We'll be in better relationship with each other.  "When we really admit to the fact of our own context, we’re less prone to deny others the complications of their own and empathy becomes a living possibility."
Numbering ourselves among those who conduct their lives according to strange ideas about the world, acting out one form of devotion after another, whether inspired or ill-conceived, means refusing to keep ourselves aloof from the rest of humanity and accepting a place among our fellow pilgrims also searching for meaning, also trying to make sense of their own lives, and also living with the difficult and pressing question of what to do in light of what we know. We begin to take up the task of empathy when we’re susceptible to the sense that the inner lives of others might be as real and as realistic as our own.

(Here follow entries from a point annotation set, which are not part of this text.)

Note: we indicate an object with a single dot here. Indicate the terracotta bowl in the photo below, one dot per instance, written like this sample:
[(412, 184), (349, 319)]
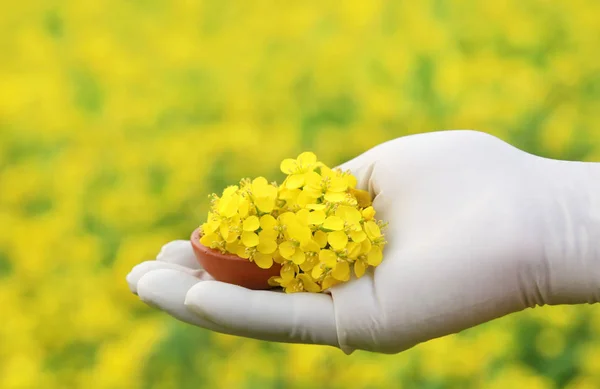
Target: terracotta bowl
[(231, 268)]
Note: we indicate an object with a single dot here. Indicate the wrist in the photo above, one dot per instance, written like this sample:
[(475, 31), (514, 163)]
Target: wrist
[(571, 231)]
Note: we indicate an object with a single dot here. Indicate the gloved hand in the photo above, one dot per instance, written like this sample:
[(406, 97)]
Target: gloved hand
[(477, 229)]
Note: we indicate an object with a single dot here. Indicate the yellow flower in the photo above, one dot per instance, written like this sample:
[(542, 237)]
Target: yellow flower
[(368, 213), (337, 240), (264, 261), (331, 264), (264, 194), (372, 230), (333, 223), (251, 224), (350, 215), (316, 225), (250, 239), (297, 169)]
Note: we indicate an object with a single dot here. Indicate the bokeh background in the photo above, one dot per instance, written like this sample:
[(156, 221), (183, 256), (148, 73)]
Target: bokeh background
[(117, 118)]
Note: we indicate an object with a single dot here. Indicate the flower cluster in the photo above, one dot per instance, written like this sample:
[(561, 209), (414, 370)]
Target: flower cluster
[(316, 225)]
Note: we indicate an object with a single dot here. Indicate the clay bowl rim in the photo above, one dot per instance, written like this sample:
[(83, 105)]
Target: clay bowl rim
[(195, 239)]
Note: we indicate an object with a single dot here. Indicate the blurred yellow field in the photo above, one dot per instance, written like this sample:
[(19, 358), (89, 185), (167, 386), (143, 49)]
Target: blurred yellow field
[(117, 118)]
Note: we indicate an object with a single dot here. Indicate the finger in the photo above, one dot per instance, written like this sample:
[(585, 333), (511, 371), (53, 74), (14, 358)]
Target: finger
[(179, 252), (166, 289), (265, 315), (140, 270)]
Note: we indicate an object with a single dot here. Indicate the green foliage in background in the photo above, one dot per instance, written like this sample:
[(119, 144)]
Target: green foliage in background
[(118, 117)]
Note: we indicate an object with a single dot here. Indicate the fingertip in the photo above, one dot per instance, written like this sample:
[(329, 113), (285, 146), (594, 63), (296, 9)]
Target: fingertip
[(164, 286), (179, 252)]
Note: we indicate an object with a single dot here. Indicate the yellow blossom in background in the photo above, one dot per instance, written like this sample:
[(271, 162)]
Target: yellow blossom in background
[(117, 117)]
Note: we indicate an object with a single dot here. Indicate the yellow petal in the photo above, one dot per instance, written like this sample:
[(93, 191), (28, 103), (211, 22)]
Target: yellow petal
[(328, 257), (358, 236), (313, 191), (232, 236), (368, 213), (295, 181), (309, 263), (328, 282), (337, 240), (265, 204), (230, 190), (288, 272), (341, 271), (302, 216), (289, 195), (294, 286), (268, 235), (232, 247), (313, 179), (321, 238), (209, 239), (304, 199), (372, 230), (317, 271), (310, 246), (288, 166), (316, 217), (353, 250), (337, 184), (288, 218), (242, 252), (267, 222), (228, 206), (350, 180), (307, 158), (249, 239), (244, 207), (299, 232), (335, 197), (309, 284), (274, 281), (287, 249), (365, 246), (266, 246), (224, 230), (259, 182), (375, 256), (349, 214), (251, 224), (333, 223), (277, 257), (299, 257), (210, 226), (359, 268), (264, 261)]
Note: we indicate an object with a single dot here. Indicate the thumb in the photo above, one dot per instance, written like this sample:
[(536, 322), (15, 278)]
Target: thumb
[(362, 167), (265, 315)]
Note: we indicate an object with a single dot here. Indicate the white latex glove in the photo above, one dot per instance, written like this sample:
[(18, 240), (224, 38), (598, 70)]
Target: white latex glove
[(477, 229)]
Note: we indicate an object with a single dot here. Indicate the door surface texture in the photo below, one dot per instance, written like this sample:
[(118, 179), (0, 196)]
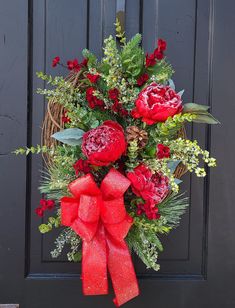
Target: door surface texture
[(198, 262)]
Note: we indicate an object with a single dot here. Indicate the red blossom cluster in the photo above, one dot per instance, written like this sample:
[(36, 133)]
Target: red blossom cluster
[(158, 54), (152, 188), (93, 77), (44, 205), (92, 100), (65, 118), (72, 65)]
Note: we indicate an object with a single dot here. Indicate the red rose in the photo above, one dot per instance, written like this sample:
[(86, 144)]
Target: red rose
[(150, 60), (153, 188), (113, 94), (73, 65), (93, 101), (55, 61), (65, 118), (163, 151), (104, 144), (161, 45), (84, 62), (142, 79), (93, 78), (156, 103), (158, 54), (81, 166)]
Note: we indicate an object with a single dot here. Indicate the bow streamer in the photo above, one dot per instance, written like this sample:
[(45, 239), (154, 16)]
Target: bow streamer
[(99, 217)]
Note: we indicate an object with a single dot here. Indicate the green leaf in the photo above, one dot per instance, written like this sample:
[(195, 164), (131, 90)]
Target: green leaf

And it's all about relationship.  "Our inescapable network of mutuality—our common existence—is a living fact that can’t be reasonably denied."  "Our life is one long process of mutual aid, and what a relief it is when people act on this knowledge."  And so
understanding ourselves to be just as religious as any and everyone else might afford us time, space and vision with which to see ourselves more clearly and honestly, the better to grasp or begin to grasp—it’s a life’s work after all—the deepest implications of what we’re doing to ourselves and others.

Review

You've probably gathered that I thought this a phenomenal book.  The fact that I highlighted 106 passages in a 200-page book validates that.  This is one of those must-reads.  For everyone.